O universo oculto do São João Batista

Ele era daquela profissão que agora quase que não existe mais. Aquela que deram na mão de outro pra fazer, sem pra isso aumentar seu salário. Corte de custos. Corte de custos supérfluos. Ele era trocador de ônibus. Demitido, foi ser coveiro no cemitério São João Batista.

Nos primeiros dias não achou nada demais, tinha ficado tanto tempo sem trabalho que só pensava no salário que finalmente ia voltar a ganhar. Contas penduradas, cheque especial no talo, e ter que depender do salário da mulher pra seguir sobrevivendo. Não, daquele jeito não dava não.

Além disso, ele não via os mortos mesmo. Nada, já chegavam com o caixão fechado, segurado por parentes chorosos, os homens da família. Primo, filho, amigo do botequim. As mulheres vinham atrás, abraçadas umas às outras, enxugando as lágrimas com seus lenços coloridos.

Mas isso foi só no começo, porque depois eles começaram e ficou tudo diferente. Eles, os enterrados. Os falecidos. Os finados. Começaram. Um a um. O primeiro na verdade foi uma senhora. Dona Terezinha. Foi entrar debaixo da terra que ela começou a gritar. “Safados! Safados! Vão pegar todo meu dinheiro e gastar com puta, viado e bicheiro. Bando de bastardos que coloquei no mundo! Imprestáveis! Puta, viado e bicheiro!”.

Ele tomou um susto que só vendo. Quase caiu pra trás. O parceiro daquele enterro quase se acabou de rir. A cara dele branca, as pernas balangando. E sabe por que o filhodaputa ria? Porque também já tinha sido iniciado no mundo dos mortos. Já tinha perdido o cabaço naquele universo oculto chamado São João Batista.

Sim, era isso mesmo. Para quem trabalhava ali, os cerca de 40 funcionários, entre coveiros, seguranças, auxiliares de escritório, contínuos, faxineiros e até a gerente, aquele cemitério era como uma grande cidade dos defuntos. Todos falavam e interagiam de suas tumbas, gavetas ou mausoléus.

Havia brigas, cantorias, choros, desabafos, gargalhadas, tudo mesmo que costuma sair da boca de uma pessoa viva emanava daquelas sepulturas, e nada adiantava para calá-los porque, infelizmente, os finados não ouviam os seres do lado de cá do túnel da morte.

Passadas algumas horas nas quais se lamentavam, reclamavam ou agradeciam pelas circunstâncias de suas passagens, ou nas quais xingavam ou trocavam juras de amor eterno com as pessoas que deixavam para trás, esse outro mundo não existia, era tão misterioso quanto para os de cá era o além-túmulo.

Aos poucos, ele foi se acostumando a ouvir aquela algazarra toda diariamente, que afinal de contas não era tão diferente do seu dia a dia nos coletivos cariocas.
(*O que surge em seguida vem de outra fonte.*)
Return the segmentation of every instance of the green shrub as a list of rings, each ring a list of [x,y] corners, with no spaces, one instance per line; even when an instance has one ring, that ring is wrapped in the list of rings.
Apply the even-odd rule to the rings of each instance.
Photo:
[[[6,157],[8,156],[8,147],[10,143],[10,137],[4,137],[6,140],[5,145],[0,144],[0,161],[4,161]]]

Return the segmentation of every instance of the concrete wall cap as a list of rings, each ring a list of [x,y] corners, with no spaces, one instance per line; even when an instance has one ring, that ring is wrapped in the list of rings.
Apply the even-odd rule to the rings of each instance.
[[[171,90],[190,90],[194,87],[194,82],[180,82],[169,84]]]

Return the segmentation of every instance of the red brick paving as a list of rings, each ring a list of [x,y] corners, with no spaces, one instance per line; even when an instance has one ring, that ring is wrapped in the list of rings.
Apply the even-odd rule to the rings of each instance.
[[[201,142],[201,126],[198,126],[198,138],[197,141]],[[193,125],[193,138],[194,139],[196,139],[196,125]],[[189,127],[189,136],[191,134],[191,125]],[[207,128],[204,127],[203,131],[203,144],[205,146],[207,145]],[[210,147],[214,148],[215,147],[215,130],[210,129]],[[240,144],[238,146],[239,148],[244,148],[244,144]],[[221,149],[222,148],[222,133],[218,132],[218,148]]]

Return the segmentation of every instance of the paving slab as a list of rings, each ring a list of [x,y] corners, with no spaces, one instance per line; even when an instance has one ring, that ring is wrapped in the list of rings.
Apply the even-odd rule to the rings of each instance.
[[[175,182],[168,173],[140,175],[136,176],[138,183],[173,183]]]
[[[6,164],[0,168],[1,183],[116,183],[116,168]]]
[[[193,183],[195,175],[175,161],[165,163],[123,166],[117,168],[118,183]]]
Ali era possível até escutar o que tinham a dizer alguns hóspedes famosos do São João Batista, já aquele era o cemitério das estrelas.

Aí todo dia ele fazia uma espécie de ronda enquanto esperava chegar um novo morto para ser enterrado. Passava pelo túmulo de Chacrinha, Tom e Vinícius, Mario Lago, Carmem Miranda, Dorival Caymmi, Clara Nunes, Nara Leão, Oscarito, Otto Lara Rezende, Clementina de Jesus, Nelson Gonçalves, Bussunda e até Leila Diniz. Cada qual falando, cantando, conversando, reclamando, chorando, rindo ou praguejando como se ainda estivessem em vida.
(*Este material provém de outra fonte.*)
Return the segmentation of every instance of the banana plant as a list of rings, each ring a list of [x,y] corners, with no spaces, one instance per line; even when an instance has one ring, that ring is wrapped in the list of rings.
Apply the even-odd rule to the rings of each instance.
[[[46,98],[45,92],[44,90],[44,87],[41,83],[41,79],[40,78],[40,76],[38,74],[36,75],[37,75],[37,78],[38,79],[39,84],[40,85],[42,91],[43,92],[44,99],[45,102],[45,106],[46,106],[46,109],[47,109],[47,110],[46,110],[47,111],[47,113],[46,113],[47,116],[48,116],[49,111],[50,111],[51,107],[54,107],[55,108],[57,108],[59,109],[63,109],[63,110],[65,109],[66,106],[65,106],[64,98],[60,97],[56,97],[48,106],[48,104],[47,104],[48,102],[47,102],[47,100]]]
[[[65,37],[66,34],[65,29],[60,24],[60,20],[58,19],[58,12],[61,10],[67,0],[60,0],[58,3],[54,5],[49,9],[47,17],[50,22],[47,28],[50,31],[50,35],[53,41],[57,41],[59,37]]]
Também havia os anônimos a expressar ao mundo as dores e delicias de suas existências defuntas, e foi justamente entre esses que ele encontrou Elisa. Ela vivia no túmulo da segunda fileira do cemitério, perto da entrada principal. Havia morrido de tifo aos 20 anos, pelo menos era o que dizia sua lápide, acompanhada por uma foto desbotada de uma jovem com os cabelos repartidos em duas longas tranças. Estava ali há mais de 80 anos.

Como morrera virgem, ainda noiva de um oficial da Marinha brasileira, Elisa não sabia o que era o amor carnal entre um homem e uma mulher. Mas não se engane se você acha que ela não tinha interesse em saber como era esse mundo. Ô se tinha. Passava o dia falando de sexo. Falando em como queria loucamente ser iniciada nos prazeres mundanos.

Ele foi se animando com a voz tão doce e ao mesmo tempo tão lasciva de Elisa. Passou a ter fantasias eróticas com ela. Sonhava com Elisa a suspirar por seus homens. “Calor! Fogo! Preciso de um homem! Um homem que me faça mulher, que me penetre, que me faça sua! Agora, vem, vem você, vem, vem, vem....”.

Os colegas coveiros, acostumados aos chamados desesperados de Elisa, já nem se abalavam mais com as palavras carregadas de luxúria da triste virgem do século passado, mas ele não. Com ele bateu diferente. Começou a responder à jovem quando via que ao seu redor não havia mais ninguém. Dizia a ela que ele era o homem que procurava. Que ele a queria, a desejava, que seria só dela se o quisesse.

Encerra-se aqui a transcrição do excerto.